* Euro rises to session high after German Ifo data
* German business morale rises sharply in Feb
* Euro stays vulnerable ahead of LTRO, Italian elections
* Yen likely to post 1st substantial weekly gain in 3 months
LONDON, Feb 22 (Reuters) - The euro rose to a session high versus the dollar on Friday after better-than-expected German sentiment data added to expectation that Europe’s largest economy was unlikely to tip into recession.
The influential German Ifo business sentiment index coupled with previously released German Purchasing Managers’ Index figures on Thursday stood in contrast to poor business activity indexes from other economies like France, which had earlier dealt a blow to hopes the euro zone was on a path of economic recovery.
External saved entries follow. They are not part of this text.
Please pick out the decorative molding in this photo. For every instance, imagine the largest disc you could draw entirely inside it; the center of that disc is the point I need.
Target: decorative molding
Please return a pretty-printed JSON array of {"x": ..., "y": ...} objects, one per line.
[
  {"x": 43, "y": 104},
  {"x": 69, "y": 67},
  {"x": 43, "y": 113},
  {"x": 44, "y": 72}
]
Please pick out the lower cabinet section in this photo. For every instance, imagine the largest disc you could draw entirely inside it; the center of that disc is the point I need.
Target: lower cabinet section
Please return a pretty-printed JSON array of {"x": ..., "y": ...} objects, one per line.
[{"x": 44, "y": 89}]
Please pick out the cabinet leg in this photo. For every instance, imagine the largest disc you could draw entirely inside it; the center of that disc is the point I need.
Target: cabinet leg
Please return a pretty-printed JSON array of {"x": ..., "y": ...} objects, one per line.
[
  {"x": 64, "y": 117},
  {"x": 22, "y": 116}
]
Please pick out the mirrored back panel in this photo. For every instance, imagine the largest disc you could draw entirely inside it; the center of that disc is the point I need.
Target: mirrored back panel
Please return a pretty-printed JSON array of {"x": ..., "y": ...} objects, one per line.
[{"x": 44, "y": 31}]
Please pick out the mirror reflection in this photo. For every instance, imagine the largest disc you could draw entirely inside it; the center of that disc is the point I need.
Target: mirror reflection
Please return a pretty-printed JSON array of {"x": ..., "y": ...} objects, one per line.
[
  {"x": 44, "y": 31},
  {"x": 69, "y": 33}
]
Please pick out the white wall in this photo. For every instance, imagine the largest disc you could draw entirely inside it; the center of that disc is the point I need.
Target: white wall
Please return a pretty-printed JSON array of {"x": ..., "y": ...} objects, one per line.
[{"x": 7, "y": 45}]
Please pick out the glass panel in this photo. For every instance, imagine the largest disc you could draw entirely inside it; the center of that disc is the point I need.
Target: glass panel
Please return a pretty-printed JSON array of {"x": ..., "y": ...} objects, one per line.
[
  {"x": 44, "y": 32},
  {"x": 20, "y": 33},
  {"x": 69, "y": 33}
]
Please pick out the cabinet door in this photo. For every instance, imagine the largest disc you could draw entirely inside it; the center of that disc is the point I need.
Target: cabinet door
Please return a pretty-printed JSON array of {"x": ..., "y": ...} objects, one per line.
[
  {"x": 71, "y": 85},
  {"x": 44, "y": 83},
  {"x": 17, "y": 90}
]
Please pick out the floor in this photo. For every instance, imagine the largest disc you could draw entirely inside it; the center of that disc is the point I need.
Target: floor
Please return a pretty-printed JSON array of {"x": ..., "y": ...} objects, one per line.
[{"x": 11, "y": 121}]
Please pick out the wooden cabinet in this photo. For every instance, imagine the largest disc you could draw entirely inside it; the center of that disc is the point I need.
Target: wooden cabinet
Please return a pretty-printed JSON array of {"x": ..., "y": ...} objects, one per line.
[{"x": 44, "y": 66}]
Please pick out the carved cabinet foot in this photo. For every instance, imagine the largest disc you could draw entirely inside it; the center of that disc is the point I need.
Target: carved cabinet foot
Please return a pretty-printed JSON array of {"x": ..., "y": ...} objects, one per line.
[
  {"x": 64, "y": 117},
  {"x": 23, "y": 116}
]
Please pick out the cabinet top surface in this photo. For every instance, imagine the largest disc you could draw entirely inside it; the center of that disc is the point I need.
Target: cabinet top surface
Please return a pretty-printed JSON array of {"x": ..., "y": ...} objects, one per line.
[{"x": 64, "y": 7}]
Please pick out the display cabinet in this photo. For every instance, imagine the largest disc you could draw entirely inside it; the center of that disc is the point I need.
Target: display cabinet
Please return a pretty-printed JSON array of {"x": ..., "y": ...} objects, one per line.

Strategists, however, said this could only provide a marginal boost to the single currency as there were many underlying concerns about the bloc’s outlook, especially ahead of Italian elections this weekend.
“The German figures have given the euro a bit of a lift. There are some bright spots and things seem to be improving so this provides some relief that Germany is not going into recession,” said Neil Mellor, currency strategist at Bank of New York Mellon.
“But it is not just about Germany as peripheral economies continue to struggle and data like this can provide the euro a modest lift but it can’t provide assurance that its rise is going to continue.”
The euro hit a session high of $1.3246 after the data and was up 0.3 percent on the day, recovering from a six-week low of $1.31615 on Thursday, which some speculators saw as an opportunity to buy the currency.
Support for the euro was at $1.3186, a 50 percent retracement of its 10.5-cent rally from November to February. Below that is another major support from its 90-day moving average, at $1.3135, though a break there will leave it open for a test of the Jan. 10 low of around $1.3040.
The single currency tumbled to a six-week low against the dollar and a three-week trough against the yen on Thursday after disappointing euro zone economic data and on concerns the U.S. Federal Reserve would slow down or stop its bond purchase programme.
The euro also stayed vulnerable to losses ahead of the Italian elections.
Prospects of ex-prime minister Silvio Berlusconi’s resurgence and that of a fragmented parliament kept markets from taking on riskier trades, as it could hinder the euro zone’s third-biggest economy from fighting its longest recession in 20 years.
“The Italian elections are more difficult to predict, if Berlusconi and his parties occupy prominent positions then they really could be a thorn blocking legislation and that is a big uncertainty and the markets doesn’t know how to play that,” Mellor said.
Before the Italian elections, markets will focus on the amount of three-year crisis loans banks will return to the European Central Bank on Friday. Banks are expected to pay back 130 billion euros of the 530 billion euros they took a year ago.
Strategists say a sizeable repayment could help the euro see some gains. The European Union commission’s winter forecasts later today would also be key, as it provides an outlook for France and Spain’s budget deficits.
The euro and the dollar rose against the yen, but strategists said the Japanese currency’s three-month-old decline on monetary easing expectations is showing signs of losing momentum.
The dollar was up 0.3 percent on the day at 93.39 yen , keeping some distance from its 33-month high of 94.47 hit last week.
“Judging from recent comments, most Japanese ministers don’t really wish to push the dollar/yen up beyond 95 yen. I suspect if the yen weakens further, (Finance Minister Taro) Aso will try to rein in the yen’s fall,” said Minori Uchida, chief strategist at the Bank of Tokyo-Mitsubishi UFJ.
The yen looks set to post its first substantial weekly gain since mid-November, when the announcement of a Japanese election spurred investors to bet more political pressure would be put on the Bank of Japan to take bold easing steps.